Transformando pó em ouro
A colunista, Dassuem Nogueira, aponta que o minério é procurado pelos traficantes de drogas para lavar o dinheiro do tráfico. | Leia.

Ednilson Maciel, por Dassuem Nogueira*
Publicado em: 03/10/2023 às 16:23 | Atualizado em: 03/10/2023 às 16:24
Para Hyury Potter, os altos custos logísticos na Amazônia fizeram com que os diferentes mercados ilegais de cocaína e de ouro se juntassem para operar fortunas pela região.

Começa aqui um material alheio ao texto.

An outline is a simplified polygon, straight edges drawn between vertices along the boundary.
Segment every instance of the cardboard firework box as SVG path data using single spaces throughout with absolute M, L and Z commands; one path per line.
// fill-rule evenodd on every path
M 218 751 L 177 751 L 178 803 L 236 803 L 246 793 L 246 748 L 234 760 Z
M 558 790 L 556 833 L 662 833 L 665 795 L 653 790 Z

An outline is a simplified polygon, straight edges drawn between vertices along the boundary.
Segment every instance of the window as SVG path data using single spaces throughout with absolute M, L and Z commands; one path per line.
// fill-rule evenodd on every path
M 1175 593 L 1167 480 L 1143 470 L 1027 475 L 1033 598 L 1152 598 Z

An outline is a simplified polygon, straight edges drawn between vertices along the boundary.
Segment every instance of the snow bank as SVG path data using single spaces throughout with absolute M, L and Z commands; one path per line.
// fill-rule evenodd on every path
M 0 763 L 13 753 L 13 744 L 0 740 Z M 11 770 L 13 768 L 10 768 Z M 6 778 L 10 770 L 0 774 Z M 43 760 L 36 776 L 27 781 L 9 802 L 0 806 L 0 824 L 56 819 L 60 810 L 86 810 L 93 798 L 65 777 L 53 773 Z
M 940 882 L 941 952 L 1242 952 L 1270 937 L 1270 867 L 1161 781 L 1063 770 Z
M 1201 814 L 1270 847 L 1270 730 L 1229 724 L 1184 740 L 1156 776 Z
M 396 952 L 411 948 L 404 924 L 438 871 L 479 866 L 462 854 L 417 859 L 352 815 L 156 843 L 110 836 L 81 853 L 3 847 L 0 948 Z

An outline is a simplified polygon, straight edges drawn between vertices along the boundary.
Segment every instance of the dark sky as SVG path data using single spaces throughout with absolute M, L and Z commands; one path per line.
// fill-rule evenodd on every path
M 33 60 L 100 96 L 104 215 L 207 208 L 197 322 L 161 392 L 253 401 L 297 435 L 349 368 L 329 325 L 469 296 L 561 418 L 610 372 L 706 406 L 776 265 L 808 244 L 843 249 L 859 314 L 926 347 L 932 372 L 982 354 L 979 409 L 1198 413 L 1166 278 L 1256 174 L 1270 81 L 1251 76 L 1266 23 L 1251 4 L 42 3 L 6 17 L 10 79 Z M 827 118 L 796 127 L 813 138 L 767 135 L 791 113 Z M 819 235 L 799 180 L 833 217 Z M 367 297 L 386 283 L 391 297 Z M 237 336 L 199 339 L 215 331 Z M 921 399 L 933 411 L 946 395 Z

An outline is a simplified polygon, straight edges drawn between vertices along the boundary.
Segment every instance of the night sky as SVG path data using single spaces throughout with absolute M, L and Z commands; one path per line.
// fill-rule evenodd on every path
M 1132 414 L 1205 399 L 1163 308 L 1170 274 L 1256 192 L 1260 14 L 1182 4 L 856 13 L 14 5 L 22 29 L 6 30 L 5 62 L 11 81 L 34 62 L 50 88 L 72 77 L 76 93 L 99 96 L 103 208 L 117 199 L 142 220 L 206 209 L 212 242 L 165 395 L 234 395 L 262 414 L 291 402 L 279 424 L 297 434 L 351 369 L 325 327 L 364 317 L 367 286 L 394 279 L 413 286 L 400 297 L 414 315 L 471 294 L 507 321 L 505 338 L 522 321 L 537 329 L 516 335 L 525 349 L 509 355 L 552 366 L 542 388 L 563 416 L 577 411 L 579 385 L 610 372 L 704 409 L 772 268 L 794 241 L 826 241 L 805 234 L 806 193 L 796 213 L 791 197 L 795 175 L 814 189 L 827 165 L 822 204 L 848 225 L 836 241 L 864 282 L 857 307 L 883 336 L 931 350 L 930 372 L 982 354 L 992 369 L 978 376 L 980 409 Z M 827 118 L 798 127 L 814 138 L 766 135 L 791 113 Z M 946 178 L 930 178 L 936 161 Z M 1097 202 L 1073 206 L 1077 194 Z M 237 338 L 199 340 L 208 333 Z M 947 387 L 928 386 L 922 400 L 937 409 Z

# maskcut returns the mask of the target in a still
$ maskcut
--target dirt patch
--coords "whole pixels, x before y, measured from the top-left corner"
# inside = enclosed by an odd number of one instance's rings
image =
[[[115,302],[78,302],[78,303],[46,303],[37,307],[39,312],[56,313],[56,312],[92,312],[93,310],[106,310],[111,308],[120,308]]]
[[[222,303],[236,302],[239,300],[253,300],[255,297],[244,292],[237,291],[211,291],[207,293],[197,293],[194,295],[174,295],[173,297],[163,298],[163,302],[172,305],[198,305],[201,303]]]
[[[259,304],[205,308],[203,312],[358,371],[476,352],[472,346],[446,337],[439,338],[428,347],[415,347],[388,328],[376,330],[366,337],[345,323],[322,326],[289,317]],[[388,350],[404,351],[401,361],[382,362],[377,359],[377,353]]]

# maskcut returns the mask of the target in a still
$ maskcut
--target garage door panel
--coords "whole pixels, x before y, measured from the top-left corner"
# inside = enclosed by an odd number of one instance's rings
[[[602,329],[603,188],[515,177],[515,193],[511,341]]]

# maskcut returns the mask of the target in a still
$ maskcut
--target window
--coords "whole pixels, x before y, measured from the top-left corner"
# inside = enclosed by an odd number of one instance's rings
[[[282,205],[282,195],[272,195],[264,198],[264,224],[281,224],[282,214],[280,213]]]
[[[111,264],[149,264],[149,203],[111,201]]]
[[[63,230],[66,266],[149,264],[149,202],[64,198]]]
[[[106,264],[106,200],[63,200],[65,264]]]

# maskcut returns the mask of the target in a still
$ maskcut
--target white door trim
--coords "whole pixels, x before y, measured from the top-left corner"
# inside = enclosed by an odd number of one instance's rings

O jornalista é bolsista do Politizer Center, uma organização estadunidense que financia o jornalismo independente. Ele apresentou alguns dados no evento “Mercados ilegais e violências na Amazônia”, ocorrido no mês de setembro, na Universidade Federal do Amazonas (Ufam).
Potter vem pesquisando as conexões existentes entre diferentes grupos a partir de operações deflagradas pela Polícia Federal sobre as empresas e empresários acusados de lavar dinheiro de fontes ilegais.
Ele verificou que há poucas empresas no Brasil que operam legalmente com ouro. E mesmo sendo poucas, todas são reincidentes em multas e processos.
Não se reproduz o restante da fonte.